Forgotten in Death(84)
He paused a moment. “Which is why I didn’t find the time to buy Lithuania.”
“Well. There’s always tomorrow. Where is Lithuania anyway?”
“On the Baltic Sea.” At her stony stare, he laughed. “Baltic is here,” he said, holding up the wine bottle. “Sweden and Denmark here, Belarus here, Poland here, and … yes, Latvia up here. So sits Lithuania.” He circled a finger at the point in his invisible air map.
“How do you know that? Seriously. I could go out, grab twenty strangers off the street, and, unless they’re Lithuanian, odds are low I’d find two who know that.”

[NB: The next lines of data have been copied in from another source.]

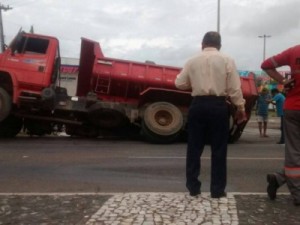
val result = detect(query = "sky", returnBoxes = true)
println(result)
[0,0,300,71]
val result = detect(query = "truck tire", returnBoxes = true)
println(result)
[0,87,12,122]
[142,102,183,143]
[24,119,52,136]
[0,115,23,138]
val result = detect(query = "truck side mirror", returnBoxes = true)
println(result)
[9,31,24,55]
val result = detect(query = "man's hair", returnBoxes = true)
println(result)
[202,31,221,47]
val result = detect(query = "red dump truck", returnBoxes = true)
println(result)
[0,32,257,143]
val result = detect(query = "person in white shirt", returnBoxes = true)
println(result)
[175,31,247,198]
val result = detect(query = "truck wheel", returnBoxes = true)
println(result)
[142,102,183,143]
[0,87,12,122]
[0,115,23,138]
[24,119,52,136]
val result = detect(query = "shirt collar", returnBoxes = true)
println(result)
[203,47,219,52]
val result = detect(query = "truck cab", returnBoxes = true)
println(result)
[0,31,60,136]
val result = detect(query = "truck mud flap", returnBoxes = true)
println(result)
[88,104,128,129]
[0,87,12,122]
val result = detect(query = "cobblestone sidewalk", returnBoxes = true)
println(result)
[0,193,300,225]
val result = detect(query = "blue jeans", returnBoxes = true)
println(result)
[186,96,229,194]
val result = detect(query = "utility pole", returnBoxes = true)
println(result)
[217,0,221,33]
[0,3,12,52]
[258,34,271,61]
[258,34,271,84]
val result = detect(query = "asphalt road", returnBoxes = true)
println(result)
[0,117,287,193]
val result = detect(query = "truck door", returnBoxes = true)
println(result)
[5,35,56,91]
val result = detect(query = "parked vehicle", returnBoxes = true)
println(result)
[0,32,257,143]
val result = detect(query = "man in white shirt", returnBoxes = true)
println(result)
[175,31,247,198]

“It pays to know when you have business interests there and in the region. How many people did the Traveler murder?”
“Jacob Ainsley—I hate when they have a nickname. Traveler because he stayed mobile, using mostly campgrounds, national parks, cheap motels in his quest to murder at least one person in every U.S. state and territory. He used various means—shooting, bludgeoning, stabbing, strangling—but preferred the knife for the close-up work and the blood. Blood he kept labeled by date of kills in a collection of vials.
“Between 2037 and 2043 he killed fifty-three—that’s known kills. He’d have made it fifty-four, but the woman he targeted in Juneau, Alaska, Marian Moon, former U.S. Army Special Forces, kicked his ass. Ainsley was the first convict transferred to off-planet prison Rexal when it was completed in 2053.”
“I’ll wager I could grab twenty strangers and so on.”
“I see your point. Where’s Mirvinastan?”
“Somewhere on the north side of your imagination.”
“Just checking.”
As they approached the house, she saw a table set on one of the patios. Summer-blue linen, scattered tea lights, cheerful flowers, silver heating domes.
“You had a plan.”
“I did.”
“It’s a good plan.”
He poured more wine and, prepared for anything—even spinach—Eve removed the domes.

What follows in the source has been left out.